To determine Maximum Tolerated Dose (MTD)

Adverse Events according to the National Cancer Institute Common Terminology Criteria for Adverse Events version 5.0 (NCI CTCAE v5.0) will be collected for all treated subjects at each dose level of camsirubicin to identify dose limiting toxicities (DLTs). At each successive dose level, cohorts of 3 new patients will be entered if no dose limiting toxicity (DLT) is observed (3+3 design) within 21 days of initial dose. If a patient treated at any dose level experiences a DLT, a total of up to 6 patients will be treated at that dose level. Once two patients at any dose level experience a DLT, no additional patients will be treated at that level. The MTD will be defined as the highest dose level below the dose level at which 2 or more patients experience a DLT during the first 21 days from Cycle 1 Day 1.

Time frame: 3 weeks after first injection

Recommended Phase 2 Dose (RP2D) Camsirubicin HCl for Injection

The RP2D is defined as the dose level chosen by the sponsor (in consultation with the investigators) for the safety expansion cohort, based on safety, tolerability, efficacy, PK, and MTD data collected during the dose escalation portion of the study.

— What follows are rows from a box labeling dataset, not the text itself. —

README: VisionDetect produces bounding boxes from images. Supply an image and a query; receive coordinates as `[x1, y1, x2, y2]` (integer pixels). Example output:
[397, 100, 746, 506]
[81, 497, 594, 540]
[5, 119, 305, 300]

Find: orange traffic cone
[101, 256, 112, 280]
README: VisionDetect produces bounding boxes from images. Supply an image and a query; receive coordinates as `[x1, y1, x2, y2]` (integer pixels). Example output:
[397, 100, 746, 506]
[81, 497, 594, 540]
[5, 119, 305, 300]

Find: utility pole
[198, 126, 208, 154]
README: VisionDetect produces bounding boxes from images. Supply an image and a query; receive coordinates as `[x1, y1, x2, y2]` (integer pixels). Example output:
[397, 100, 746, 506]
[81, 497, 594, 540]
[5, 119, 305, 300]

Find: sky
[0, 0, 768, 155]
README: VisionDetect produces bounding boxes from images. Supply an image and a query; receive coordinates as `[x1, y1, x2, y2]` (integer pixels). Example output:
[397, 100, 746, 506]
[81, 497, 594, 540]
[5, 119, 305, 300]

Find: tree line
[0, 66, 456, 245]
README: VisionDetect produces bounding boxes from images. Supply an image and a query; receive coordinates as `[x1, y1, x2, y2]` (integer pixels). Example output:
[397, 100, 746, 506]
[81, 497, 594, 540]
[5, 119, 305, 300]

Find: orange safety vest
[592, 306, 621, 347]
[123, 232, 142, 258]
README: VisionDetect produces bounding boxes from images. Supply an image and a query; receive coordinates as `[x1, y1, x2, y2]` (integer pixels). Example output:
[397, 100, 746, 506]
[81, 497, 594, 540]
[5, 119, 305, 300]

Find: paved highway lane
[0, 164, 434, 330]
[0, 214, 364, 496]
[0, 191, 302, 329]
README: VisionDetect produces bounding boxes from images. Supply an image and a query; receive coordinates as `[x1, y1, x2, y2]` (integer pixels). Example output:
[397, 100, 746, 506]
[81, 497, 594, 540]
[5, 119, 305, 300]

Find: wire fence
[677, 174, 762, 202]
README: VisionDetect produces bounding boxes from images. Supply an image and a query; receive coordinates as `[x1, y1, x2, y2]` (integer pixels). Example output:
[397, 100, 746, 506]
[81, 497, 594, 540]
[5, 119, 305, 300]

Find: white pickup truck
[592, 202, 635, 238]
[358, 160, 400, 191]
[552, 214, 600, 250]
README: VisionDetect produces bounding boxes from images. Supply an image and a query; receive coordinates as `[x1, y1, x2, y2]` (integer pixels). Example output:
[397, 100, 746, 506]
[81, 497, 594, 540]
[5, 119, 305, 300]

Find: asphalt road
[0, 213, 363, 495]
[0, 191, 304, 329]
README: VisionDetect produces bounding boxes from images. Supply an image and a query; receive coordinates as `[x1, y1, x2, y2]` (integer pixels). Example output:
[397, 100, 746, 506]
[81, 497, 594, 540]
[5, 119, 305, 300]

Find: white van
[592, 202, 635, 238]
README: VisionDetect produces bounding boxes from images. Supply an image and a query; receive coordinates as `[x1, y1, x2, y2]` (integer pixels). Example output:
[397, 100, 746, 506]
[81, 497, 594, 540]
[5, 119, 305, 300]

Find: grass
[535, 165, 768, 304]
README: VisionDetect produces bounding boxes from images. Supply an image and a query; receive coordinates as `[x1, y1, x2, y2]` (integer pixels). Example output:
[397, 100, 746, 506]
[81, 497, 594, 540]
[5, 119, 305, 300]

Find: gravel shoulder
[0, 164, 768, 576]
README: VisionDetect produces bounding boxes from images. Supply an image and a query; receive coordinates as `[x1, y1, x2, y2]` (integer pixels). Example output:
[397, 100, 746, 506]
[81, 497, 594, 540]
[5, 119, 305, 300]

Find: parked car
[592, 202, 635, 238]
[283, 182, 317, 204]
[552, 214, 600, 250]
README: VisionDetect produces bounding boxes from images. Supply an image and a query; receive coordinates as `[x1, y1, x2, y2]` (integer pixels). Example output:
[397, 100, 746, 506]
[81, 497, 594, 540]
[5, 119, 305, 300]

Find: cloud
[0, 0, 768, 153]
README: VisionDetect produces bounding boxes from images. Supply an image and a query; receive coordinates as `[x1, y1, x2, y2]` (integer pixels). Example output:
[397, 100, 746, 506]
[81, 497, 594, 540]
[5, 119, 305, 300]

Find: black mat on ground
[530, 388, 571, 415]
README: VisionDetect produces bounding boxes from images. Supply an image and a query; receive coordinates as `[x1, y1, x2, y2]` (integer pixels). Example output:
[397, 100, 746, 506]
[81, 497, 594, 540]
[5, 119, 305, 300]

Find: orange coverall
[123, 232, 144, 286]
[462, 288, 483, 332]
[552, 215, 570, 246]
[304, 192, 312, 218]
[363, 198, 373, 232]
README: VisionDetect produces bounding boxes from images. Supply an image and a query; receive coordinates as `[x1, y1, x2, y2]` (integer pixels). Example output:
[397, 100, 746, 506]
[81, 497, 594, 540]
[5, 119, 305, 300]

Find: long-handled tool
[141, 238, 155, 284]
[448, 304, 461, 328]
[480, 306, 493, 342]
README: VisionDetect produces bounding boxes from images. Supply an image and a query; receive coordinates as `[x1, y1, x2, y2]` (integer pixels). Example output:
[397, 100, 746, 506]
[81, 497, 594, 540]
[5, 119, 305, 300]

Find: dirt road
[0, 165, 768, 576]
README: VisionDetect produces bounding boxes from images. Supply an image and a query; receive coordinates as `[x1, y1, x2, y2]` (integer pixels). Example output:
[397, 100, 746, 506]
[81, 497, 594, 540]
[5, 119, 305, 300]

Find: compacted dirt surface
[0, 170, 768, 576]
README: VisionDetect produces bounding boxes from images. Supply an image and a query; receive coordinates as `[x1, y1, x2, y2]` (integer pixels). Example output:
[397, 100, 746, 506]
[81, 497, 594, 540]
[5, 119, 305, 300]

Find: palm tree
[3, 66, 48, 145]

Time frame: Up to 1 year after the first dose

Secondary Outcomes

Incidence of Treatment-Emergent Adverse Events [Safety]

Safety profile of camsirubicin with prophylactic pegfilgrastim, through assessment of adverse event (AE) type, incidence, severity, time of appearance, and related causes (detected by physical explorations and laboratory tests). Adverse events will be graded and tabulated using NCI CTCAE v5.0.